Aliens vs. Predator (versus Humans)

Darryn Bonthuys reviews the latest of the Aliens vs. Predator shooter/stalker games.
Aliens, Predators and Colonial Space Marines, all thrown together on one remote planet. What could possibly go wrong?
Back in the hands of able developer Rebellion, the overall story of AVP revolves around three different viewpoints. The Predators are angry that their holy hunting ground has been invaded by the humans, the Xenomorph are angry that they‘ve been used for experiments, and the humans are blissfully unaware of the bad karma that is about to befall them.
With differing stories comes differing play styles. The Marine campaign plays like a survival horror game mixed in with standard First Person Shooter mechanics. It‘s nothing special, and feels quite average in comparison to the other campaigns. You‘ll still have access to your mobile radar, with the iconic ping sounds guaranteed to raise a few hairs on the back of your neck.
With that said, players would be forgiven for thinking that the Xenomorph and Predator missions would provide more excitement.
While play styles for the Predator and Xenomorph are radically different, so is the learning hurdle. Xenomorphs play mostly like their celluloid counterparts, fast and sneaky, as well as being more fragile than porcelain.

Head massage: a relaxing way to go.

Mastering their movement might result in nausea at first, but once their abilities have been honed, the lethal killing machines can take out most enemies with ease. Xenomorph attacks consist of using their entire bodies, from impaling people from behind with their tail to the sweet sound a victim makes when Xenos bring out their second mouth.
The Predator experience is a mixed bag on the other hand.

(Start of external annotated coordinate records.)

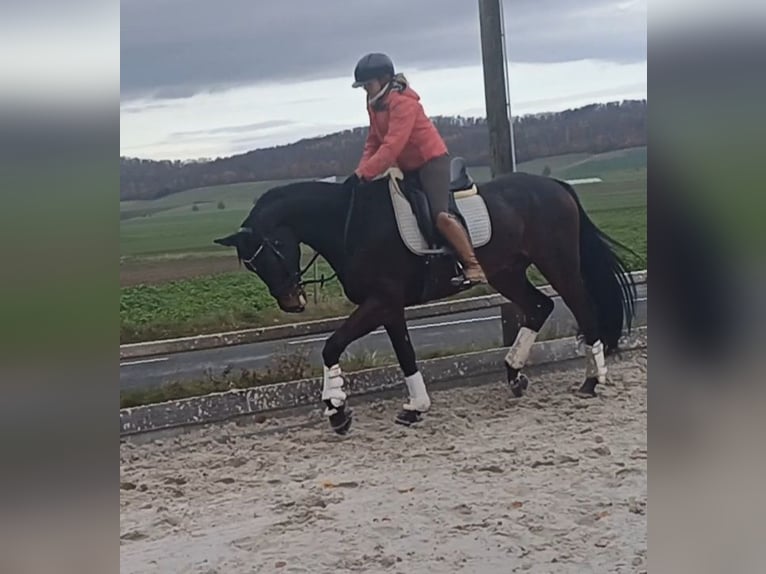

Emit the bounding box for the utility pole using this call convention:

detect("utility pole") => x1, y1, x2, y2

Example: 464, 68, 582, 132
479, 0, 515, 178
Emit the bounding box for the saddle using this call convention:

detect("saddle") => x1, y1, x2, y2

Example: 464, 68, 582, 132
381, 157, 491, 255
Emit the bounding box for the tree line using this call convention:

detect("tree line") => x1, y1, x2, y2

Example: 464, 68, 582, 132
120, 100, 647, 199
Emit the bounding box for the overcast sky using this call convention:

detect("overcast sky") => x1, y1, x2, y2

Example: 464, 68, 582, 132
120, 0, 646, 159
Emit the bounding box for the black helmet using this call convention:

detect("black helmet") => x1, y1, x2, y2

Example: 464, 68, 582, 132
351, 53, 395, 88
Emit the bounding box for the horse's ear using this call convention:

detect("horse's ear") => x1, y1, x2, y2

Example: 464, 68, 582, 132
213, 231, 242, 247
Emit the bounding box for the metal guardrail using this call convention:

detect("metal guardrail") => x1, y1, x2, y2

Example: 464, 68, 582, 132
120, 270, 648, 360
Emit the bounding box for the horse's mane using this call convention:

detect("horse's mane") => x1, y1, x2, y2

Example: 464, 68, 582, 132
254, 180, 341, 211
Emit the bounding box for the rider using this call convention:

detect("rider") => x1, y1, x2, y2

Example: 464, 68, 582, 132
345, 53, 487, 284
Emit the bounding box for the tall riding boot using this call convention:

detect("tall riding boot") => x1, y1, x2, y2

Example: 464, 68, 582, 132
436, 212, 487, 283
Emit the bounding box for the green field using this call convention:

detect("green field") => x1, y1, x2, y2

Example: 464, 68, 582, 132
120, 148, 646, 343
120, 147, 646, 257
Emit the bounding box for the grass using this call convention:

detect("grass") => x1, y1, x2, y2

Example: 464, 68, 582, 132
120, 148, 646, 343
120, 345, 492, 408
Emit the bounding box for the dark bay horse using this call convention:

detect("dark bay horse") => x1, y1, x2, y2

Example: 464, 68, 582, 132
215, 173, 636, 434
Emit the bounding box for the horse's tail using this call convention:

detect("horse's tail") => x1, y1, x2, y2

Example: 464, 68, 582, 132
559, 181, 636, 354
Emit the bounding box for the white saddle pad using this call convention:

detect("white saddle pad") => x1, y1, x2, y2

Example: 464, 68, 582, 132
380, 168, 492, 255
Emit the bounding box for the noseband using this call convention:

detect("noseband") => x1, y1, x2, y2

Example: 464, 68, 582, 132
239, 227, 337, 297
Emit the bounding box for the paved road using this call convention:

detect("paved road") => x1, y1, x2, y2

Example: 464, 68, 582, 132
120, 286, 646, 390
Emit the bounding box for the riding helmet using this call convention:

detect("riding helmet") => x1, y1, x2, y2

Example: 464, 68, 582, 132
351, 53, 395, 88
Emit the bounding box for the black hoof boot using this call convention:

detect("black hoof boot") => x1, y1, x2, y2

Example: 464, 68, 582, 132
330, 405, 353, 435
511, 375, 529, 398
394, 409, 423, 427
575, 377, 598, 399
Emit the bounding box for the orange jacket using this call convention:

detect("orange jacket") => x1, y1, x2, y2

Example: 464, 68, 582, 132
356, 86, 447, 179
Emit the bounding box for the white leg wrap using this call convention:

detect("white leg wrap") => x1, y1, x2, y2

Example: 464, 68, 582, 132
322, 365, 346, 417
404, 371, 431, 413
505, 327, 537, 370
585, 341, 606, 384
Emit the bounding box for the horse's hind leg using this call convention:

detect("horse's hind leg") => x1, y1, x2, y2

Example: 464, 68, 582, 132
385, 308, 431, 426
535, 249, 607, 398
490, 264, 553, 397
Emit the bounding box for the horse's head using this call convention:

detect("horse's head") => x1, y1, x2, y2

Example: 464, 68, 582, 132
214, 227, 306, 313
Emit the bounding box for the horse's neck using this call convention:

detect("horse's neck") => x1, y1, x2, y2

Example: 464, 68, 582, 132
270, 187, 348, 273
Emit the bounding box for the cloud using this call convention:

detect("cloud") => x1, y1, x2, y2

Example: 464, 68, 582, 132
170, 120, 295, 137
121, 0, 646, 101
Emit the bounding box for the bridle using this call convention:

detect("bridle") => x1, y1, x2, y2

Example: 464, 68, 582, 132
239, 227, 338, 297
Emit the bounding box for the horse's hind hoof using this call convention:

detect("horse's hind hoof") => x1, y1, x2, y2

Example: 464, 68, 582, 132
394, 410, 423, 427
575, 378, 598, 399
330, 406, 353, 435
511, 375, 529, 399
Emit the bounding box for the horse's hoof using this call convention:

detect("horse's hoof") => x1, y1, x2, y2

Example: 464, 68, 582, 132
575, 378, 598, 399
511, 375, 529, 398
330, 405, 353, 435
394, 410, 423, 427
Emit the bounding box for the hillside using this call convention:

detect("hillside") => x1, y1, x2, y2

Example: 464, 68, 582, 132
120, 100, 647, 200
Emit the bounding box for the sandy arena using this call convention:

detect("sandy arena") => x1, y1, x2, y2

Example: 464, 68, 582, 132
120, 352, 646, 574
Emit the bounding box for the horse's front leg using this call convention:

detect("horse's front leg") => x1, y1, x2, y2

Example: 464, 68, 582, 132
385, 308, 431, 426
322, 298, 387, 434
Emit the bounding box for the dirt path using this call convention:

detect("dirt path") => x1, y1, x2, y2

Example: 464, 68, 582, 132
120, 353, 646, 574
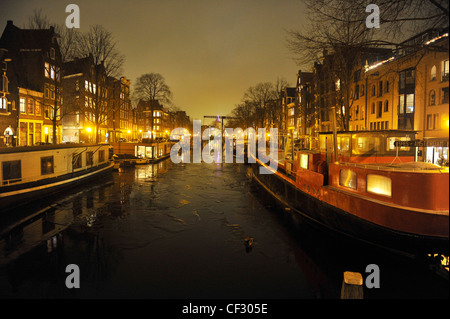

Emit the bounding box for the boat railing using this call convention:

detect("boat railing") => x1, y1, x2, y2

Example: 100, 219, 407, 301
339, 162, 449, 173
0, 161, 109, 187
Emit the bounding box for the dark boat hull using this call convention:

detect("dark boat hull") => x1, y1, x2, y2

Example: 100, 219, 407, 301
0, 162, 114, 213
251, 163, 449, 255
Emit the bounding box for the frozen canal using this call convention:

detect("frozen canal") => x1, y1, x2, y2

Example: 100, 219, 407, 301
0, 160, 448, 299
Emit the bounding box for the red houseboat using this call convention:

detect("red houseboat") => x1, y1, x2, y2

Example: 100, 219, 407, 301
252, 130, 449, 256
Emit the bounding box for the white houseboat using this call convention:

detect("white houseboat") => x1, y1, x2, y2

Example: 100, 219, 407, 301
0, 144, 114, 213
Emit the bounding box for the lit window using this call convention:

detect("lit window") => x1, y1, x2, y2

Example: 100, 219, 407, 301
0, 97, 7, 111
430, 90, 436, 105
50, 65, 55, 80
441, 60, 449, 81
41, 156, 53, 175
430, 65, 436, 81
339, 169, 356, 189
44, 62, 50, 78
367, 174, 392, 197
300, 154, 309, 169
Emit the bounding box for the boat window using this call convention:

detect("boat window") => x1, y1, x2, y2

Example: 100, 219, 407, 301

You‘ll still have access to your cloaking field, and players can cause distractions that make soldiers go out on patrol on their own, but the actual combat isn‘t as well implemented.

Predators favour their wrist blades, and when engaging enemies by slashing at them, the screen rocks violently enough to cause a seizure. The iconic shoulder cannon is under-utilised in favour of these blade attacks, as the energy it requires leaves little left for the cloaking field, resulting in quick death by trigger happy marines.
One aspect of the game that won‘t disappoint however is the gore. From the brutal dismemberments of marines to the actual act of ripping a man‘s head and spine out of his body so that you can pass a retinal scan, AVP goes the whole ten yards when it comes to violence.
While the graphics are nothing special in AVP, they do an adequate enough job in representing each characters unique viewpoint. From the standard HUD of the Marine to the eerie Xenomorph vision that hunts targets by scent, or even the inside of the Predator mask that keeps track of damage and ammo, each player can be certain of which race they‘re playing as.
It may seem like a step backwards for the series, but its still a solid game that will appeal to the fans, despite the flaws.